Mali–Turkey relations are the foreign relations between Mali and Turkey. Turkey has an embassy in Mali since February 1, 2010 and Mali opened an embassy in Ankara on June 27, 2014.

== Diplomatic relations ==

After 68 years of French colonial rule, Mali and Turkey established relations. During 1970s Turkey — in conjunction with the World Bank — has been providing technical and management assistance for state companies. The assistance continued in 1982 after Mali and the IMF signed an agreement to promote private enterprise.

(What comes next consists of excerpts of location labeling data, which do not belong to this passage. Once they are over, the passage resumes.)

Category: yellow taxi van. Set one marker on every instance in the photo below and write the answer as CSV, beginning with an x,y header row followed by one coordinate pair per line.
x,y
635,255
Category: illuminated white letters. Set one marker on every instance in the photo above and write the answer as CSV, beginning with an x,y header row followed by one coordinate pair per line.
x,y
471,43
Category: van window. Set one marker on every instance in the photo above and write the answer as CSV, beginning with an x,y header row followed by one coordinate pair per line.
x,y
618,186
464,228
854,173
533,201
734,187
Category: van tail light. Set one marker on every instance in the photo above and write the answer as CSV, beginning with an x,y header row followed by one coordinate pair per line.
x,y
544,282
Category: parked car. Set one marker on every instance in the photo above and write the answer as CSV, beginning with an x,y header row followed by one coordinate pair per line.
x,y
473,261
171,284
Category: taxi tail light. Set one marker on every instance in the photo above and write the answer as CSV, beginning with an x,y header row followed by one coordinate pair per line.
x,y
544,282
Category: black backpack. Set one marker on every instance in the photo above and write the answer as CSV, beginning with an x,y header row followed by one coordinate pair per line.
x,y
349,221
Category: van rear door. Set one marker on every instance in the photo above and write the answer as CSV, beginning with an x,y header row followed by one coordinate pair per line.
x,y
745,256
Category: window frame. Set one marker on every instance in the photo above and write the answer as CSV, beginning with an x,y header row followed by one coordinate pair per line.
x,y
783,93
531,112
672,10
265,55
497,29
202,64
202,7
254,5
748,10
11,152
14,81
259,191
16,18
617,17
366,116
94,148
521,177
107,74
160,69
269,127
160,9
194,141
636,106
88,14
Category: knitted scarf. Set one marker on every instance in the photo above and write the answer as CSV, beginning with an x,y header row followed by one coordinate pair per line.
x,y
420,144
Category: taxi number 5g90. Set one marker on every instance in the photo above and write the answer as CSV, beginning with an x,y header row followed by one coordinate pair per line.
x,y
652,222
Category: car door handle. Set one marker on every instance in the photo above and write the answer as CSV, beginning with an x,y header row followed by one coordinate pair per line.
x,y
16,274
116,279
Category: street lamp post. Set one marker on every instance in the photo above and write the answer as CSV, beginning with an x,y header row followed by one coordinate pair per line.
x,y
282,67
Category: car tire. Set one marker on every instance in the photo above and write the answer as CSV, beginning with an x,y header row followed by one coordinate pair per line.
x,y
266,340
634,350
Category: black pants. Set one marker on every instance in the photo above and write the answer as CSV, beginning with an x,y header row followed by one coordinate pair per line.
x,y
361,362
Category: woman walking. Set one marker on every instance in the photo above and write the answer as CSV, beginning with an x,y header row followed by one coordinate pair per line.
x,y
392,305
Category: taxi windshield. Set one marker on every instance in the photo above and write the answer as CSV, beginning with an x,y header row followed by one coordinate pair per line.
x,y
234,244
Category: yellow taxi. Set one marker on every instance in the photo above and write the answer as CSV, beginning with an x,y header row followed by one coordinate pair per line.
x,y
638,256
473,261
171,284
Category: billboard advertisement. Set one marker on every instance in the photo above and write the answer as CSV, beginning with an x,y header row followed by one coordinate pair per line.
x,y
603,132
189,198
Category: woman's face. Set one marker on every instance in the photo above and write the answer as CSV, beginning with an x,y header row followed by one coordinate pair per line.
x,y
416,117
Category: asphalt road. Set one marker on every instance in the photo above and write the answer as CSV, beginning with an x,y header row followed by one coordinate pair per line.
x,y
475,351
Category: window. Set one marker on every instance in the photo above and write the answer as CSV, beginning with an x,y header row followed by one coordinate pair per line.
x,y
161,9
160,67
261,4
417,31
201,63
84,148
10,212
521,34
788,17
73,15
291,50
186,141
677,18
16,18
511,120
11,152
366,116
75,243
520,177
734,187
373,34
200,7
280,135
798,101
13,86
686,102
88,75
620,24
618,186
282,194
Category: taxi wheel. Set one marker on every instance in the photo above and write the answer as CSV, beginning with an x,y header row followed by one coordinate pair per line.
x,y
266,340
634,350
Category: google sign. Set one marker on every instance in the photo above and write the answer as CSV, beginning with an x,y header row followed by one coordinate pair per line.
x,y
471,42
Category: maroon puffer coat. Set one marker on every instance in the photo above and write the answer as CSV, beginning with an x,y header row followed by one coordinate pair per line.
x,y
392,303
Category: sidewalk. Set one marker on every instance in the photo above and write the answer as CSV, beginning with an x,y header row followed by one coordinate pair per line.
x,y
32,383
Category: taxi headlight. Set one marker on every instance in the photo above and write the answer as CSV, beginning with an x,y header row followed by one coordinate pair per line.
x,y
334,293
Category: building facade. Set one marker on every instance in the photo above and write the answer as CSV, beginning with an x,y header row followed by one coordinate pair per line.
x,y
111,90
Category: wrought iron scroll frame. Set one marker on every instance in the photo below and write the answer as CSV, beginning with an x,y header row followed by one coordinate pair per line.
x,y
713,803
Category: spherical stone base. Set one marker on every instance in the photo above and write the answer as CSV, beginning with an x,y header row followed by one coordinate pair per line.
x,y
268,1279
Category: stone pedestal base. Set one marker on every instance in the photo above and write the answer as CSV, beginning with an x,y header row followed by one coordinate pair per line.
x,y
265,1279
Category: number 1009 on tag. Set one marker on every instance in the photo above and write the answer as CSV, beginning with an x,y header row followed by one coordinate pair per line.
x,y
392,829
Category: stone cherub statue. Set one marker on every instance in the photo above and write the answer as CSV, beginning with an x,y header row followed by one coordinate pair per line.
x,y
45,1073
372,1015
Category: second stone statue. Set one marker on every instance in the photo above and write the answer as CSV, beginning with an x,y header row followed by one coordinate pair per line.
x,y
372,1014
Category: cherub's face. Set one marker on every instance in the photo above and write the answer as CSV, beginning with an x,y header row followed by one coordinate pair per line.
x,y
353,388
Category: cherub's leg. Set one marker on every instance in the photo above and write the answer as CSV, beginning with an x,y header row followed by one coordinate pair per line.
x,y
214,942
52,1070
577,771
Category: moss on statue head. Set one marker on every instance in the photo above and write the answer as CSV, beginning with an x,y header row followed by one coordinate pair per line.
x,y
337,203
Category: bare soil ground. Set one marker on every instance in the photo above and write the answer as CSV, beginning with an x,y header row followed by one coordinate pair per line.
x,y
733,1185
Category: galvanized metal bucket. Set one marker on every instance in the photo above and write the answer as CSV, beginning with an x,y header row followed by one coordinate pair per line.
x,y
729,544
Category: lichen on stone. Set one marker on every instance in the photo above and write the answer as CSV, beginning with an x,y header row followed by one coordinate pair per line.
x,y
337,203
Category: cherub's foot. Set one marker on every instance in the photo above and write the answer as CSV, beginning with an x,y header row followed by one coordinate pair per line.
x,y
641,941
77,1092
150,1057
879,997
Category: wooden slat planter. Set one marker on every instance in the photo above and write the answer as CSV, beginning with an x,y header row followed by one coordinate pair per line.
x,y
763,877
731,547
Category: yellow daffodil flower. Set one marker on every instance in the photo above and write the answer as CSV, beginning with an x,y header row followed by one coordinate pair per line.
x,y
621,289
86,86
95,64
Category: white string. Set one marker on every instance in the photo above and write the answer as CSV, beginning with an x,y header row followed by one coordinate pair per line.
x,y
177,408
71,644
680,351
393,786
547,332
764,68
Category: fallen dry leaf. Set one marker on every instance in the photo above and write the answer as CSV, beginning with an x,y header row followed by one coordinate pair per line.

Turkey provided financial assistance in paying off Air Mali’s debt before Air Mali could be privatized in 1985.

==Turkish aid==
Turkey, through TIKA, has also assisted with developing infrastructure in Mali. Turkey, along with the OPEC Fund for International Development paid US$142 million for the 359-mile paved road between Sevaré and Gao, which replaced dirt roads that required three days to traverse. Similarly, Turkey cooperated with Switzerland in creating a road maintenance program in 1981 to 1983. Providing US$43.3 million to maintain 6,600 miles of road, Turkey completed rebuilt the Bamako-Ségou road, which forms part of the Trans-Saharan Highway.

== Economic relations ==
- There are daily direct flights from Istanbul to Bamako since May 2015.
- Trade volume between the two countries was US$57 million in 2018 (Turkish exports/imports: US$48.4/8.6 million).

== Educational relations ==
- Turkish Maarif Foundation operates schools in Mali.